Morti nello schianto a Paladina: «Il Covid bloccò il progetto del semaforo a chiamata»

C’era l’ok della Provincia per l’attraversamento pedonale nel punto in cui sono morti i due giovani. «Ma poi, con pandemia e locale chiuso, impossibile sostenere i costi. Ora riproviamo».

Un attraversamento pedonale con semaforo a chiamata a una quindicina di metri dal punto dove l’altra notte sono stati investiti i due ragazzi. È un progetto che, su iniziativa del titolare del disco-bar «Evolution» e del Comune di Paladina, è in cantiere da almeno tre anni e che si è arenato a causa del Covid. Era già stato approvato dalla Provincia, poi recentemente la competenza per la Statale 470 dir. «E adesso dovremo rifare l’iter», dice Andrea Togni, proprietario del locale.

La situazione di pericolo in quel tratto, dunque, non è una novità, se lo stesso Togni si era sentito in dovere di correre ai ripari con un progetto e nel frattempo ingaggiando un addetto con il compito di far attraversare la strada ai clienti che hanno l’auto parcheggiata dall’altra parte della strada; e se pure il Comune s’era mobilitato, anche a seguito di lamentele dei cittadini. «L’attraversamento pedonale a noi serve per garantire sicurezza a chi attraversa la Statale a nord del paese – osserva il sindaco di Paladina, Gianmaria Brignoli –. Anche se prima dell’altra notte non si erano verificati episodi tragici, è un problema segnalato già prima dell’insediamento della mia amministrazione. La Statale non è illuminata ed è rischiosa da attraversare, non solo in quel punto».

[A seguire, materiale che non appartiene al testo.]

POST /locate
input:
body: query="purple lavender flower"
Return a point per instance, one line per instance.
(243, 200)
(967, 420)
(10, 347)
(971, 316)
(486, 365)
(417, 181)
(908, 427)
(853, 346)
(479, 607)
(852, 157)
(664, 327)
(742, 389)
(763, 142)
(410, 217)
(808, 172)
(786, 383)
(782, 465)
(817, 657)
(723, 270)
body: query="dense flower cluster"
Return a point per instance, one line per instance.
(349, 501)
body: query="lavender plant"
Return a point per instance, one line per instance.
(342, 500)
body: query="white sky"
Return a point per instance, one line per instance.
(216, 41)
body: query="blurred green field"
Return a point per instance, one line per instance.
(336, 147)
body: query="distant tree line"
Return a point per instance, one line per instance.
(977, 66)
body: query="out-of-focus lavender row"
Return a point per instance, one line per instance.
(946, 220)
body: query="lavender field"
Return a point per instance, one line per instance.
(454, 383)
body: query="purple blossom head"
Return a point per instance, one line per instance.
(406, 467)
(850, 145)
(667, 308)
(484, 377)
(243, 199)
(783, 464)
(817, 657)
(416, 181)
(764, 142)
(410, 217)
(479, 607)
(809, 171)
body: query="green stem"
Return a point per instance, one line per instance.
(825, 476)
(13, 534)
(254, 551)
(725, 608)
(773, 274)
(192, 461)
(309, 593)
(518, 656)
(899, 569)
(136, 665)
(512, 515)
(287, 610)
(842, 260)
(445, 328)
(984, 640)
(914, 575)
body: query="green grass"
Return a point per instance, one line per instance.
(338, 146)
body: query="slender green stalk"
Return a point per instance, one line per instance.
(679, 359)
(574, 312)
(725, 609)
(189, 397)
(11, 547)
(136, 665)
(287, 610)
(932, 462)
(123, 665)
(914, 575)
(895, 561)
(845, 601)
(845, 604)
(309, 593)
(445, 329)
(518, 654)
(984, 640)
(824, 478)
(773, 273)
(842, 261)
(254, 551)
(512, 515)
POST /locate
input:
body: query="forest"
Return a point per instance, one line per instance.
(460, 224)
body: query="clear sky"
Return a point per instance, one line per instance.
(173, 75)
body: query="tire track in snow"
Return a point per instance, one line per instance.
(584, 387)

«Tre anni fa ho ingaggiato un geometra e un avvocato per avviare la pratica dell’attraversamento pedonale – racconta Togni –. Si trattava di installare un semaforo a chiamata, con relativa illuminazione e strisce pedonali, a una quindicina di metri dall’ingresso del locale: 25mila euro, il 75% a carico nostro, il 25% del Comune. Il progetto aveva già ricevuto l’ok in Provincia. Mancavano solo i dettagli, ma poi è subentrato il Covid e noi siamo rimasti chiusi per più di un anno. Senza incassi non potevamo sostenere questa spesa. Però avevo promesso: non appena riapriamo torneremo a occuparci del progetto. Infatti a ottobre abbiamo ripreso in mano la pratica. Ma abbiamo scoperto che la competenza è passata all’Anas. Così a gennaio rifaremo l’iter». «In autunno ne ho parlato informalmente con due ingegneri dell’Anas – confida il sindaco – e mi hanno detto che il progetto è fattibile».

Altra questione: la mancanza di illuminazione, che ha quasi certamente contribuito alla tragedia. «Dalla rotonda all’altezza della pasticceria Bonati fino a qui non c’è un lampione. Gli unici fari sono quelli che ho fatto installare io – puntualizza Togni –; due sono sull’insegna e uno sulla parete dell’edificio; illuminano anche un tratto di strada. L’investimento è avvenuto a 30 metri dall’ingresso del locale, in direzione Dalmine, il fascio di luce di uno dei fari arriva fin lì, ma a quella distanza non è così potente. L’altra notte non c’era nebbia, la visibilità era buona. Lo so perché sono rimasto fuori, ho chiamato io le forze dell’ordine, dopo che alcuni genitori in attesa dei figli avevano richiesto l’intervento delle ambulanze. Sono uscito e ho visto i due ragazzi a terra. Quando è arrivata la polizia stradale sono rientrato e ho fatto spegnere la musica in segno di rispetto per quanto accaduto. Ho annunciato ai clienti che purtroppo la serata finiva lì. Gestisco il locale da 19 anni, ma prima dell’altra notte non c’è mai stato un incidente. Da qui alla fine dell’anno avevamo in programma di aprire solo la sera di Natale. A questo punto, però, non so se lo faremo».